Practical Applications

this metric data serves practical purposes across multiple contexts. For individuals: understanding your values relative to benchmarks, tracking changes over time, and informing health discussions with providers. For healthcare: screening, diagnosis, treatment monitoring, and outcome assessment. For researchers: studying population health trends, evaluating interventions, and identifying health disparities. For public health: surveillance, policy development, and health promotion. This multi-level utility makes this metric benchmarks valuable across the health ecosystem.

🇯🇵 地域の健康データ: 日本

公式情報源で確認済みのデータ

日本のデータは厚生労働省が毎年実施する「国民健康・栄養調査」に基づいています。2019年調査では約5,000世帯が参加しました。

日本の国民皆保険制度は全国民をカバーし、定期健康診断と予防医療を重視しています。

公式データ 厚生労働省 ↗

注:主要データはCDC NHANES(米国)からのものです。地域統計は公式の国民健康調査に基づいています。 (2024-01)

📊Data Transparency & Sources

Sources & References

Source Citation

Source:AACE
Year:2020-2023
Population:Adult Female (All)
Evidence Level:Level 1 (AACE Guidelines)
View Original Source →

Frequently Asked Questions

What is a normal this metric value?

Normal this metric encompasses a range of values that varies by demographic group. For individuals aged Adult, Female, All population, the median value is 150. Values between the 5th and 95th percentiles (30 to 450) represent normal variation. Using demographic-matched benchmarks ensures appropriate comparison.

What does my this metric percentile mean?

Percentiles show where your this metric falls relative to others in your demographic group. At the 50th percentile (150), half the population is above and half below. Between the 25th (100) and 75th (250) percentiles represents the middle half of the distribution—where most healthy values fall. Percentiles at extreme ends (below 5th or above 95th) are less common but not necessarily abnormal. Context matters for interpretation.

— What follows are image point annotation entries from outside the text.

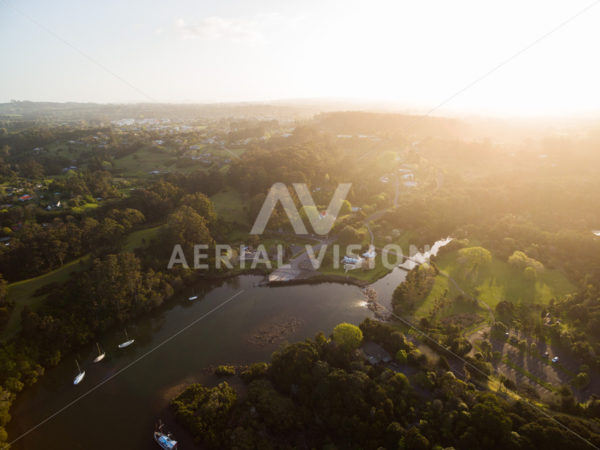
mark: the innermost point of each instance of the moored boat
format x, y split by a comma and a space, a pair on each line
163, 438
128, 342
101, 354
80, 375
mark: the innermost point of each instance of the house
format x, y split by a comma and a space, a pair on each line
370, 254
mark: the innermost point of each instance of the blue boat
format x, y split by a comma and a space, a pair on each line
164, 439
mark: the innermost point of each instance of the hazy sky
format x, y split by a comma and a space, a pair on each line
415, 54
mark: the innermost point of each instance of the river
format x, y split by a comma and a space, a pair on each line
121, 412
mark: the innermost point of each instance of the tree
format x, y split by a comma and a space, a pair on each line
472, 259
188, 228
349, 235
348, 336
202, 205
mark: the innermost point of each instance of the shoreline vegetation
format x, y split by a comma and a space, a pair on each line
368, 386
121, 194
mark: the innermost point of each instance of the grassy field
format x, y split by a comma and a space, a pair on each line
229, 206
22, 292
498, 282
145, 160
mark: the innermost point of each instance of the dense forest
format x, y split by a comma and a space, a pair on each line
322, 393
527, 208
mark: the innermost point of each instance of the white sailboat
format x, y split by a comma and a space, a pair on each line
128, 342
101, 354
80, 375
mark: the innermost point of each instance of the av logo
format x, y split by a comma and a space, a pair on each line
321, 224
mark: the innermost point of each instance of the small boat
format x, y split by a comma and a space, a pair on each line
163, 438
101, 354
128, 342
80, 375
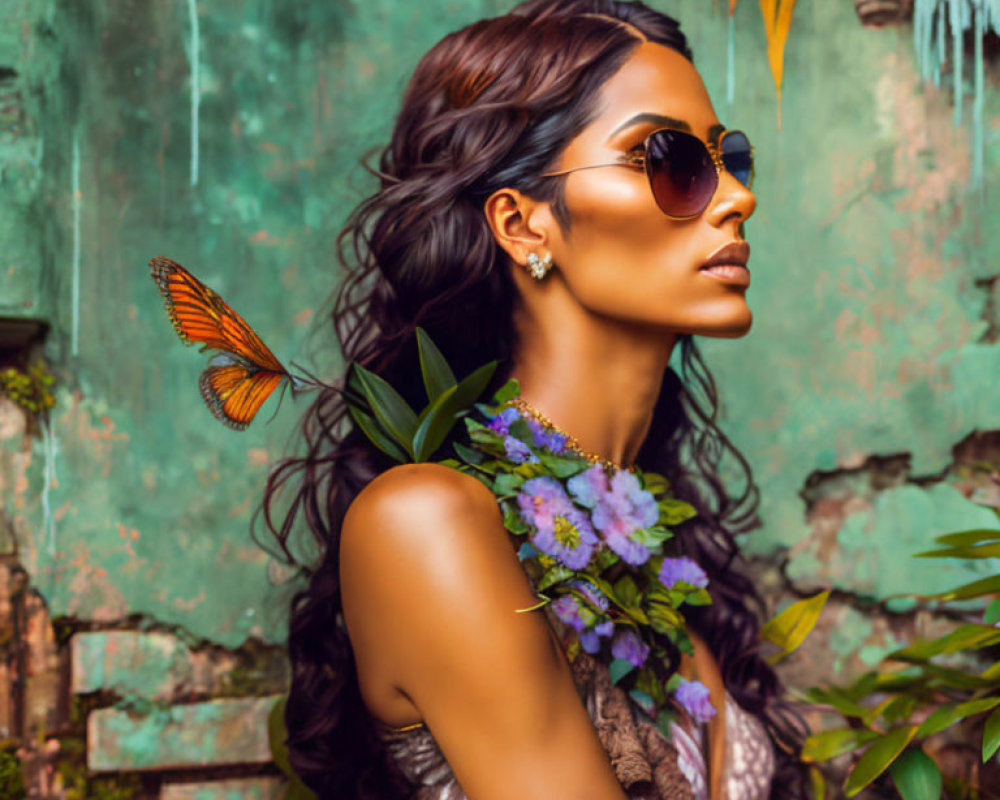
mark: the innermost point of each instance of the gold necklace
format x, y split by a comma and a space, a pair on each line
571, 442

What influences changes in this metric?

this metric can change over time due to age-related processes, lifestyle modifications, health conditions, and interventions. Some factors are relatively fixed (like genetics), while others respond to deliberate changes (like exercise or diet). In the Adult age range, age-related changes may be occurring. Tracking your this metric over time reveals personal trends that provide valuable health information. Consistent measurement conditions enable meaningful comparison of values over time.

When is this metric a health concern?

Consider discussing your this metric with a healthcare provider if: values fall significantly outside normal range (below 5th or above 95th percentile), you've noticed substantial changes over time, values are associated with symptoms, or you have questions about health implications. Being at a percentile extreme doesn't automatically indicate problems—many healthy individuals naturally fall at distribution tails. Clinical significance depends on context, symptoms, and other health factors. Healthcare providers can offer personalized interpretation.

Should I use ethnicity-specific this metric benchmarks?

this metric values differ across ethnic groups due to genetic, environmental, and lifestyle factors. All populations show characteristic patterns that reflect population-specific genetics, dietary traditions, activity patterns, and environmental influences. These differences are normal and expected—not indicators of better or worse health. Using All-specific reference data ensures your comparison reflects meaningful variation rather than expected population differences. This demographic specificity improves the accuracy and relevance of health assessment.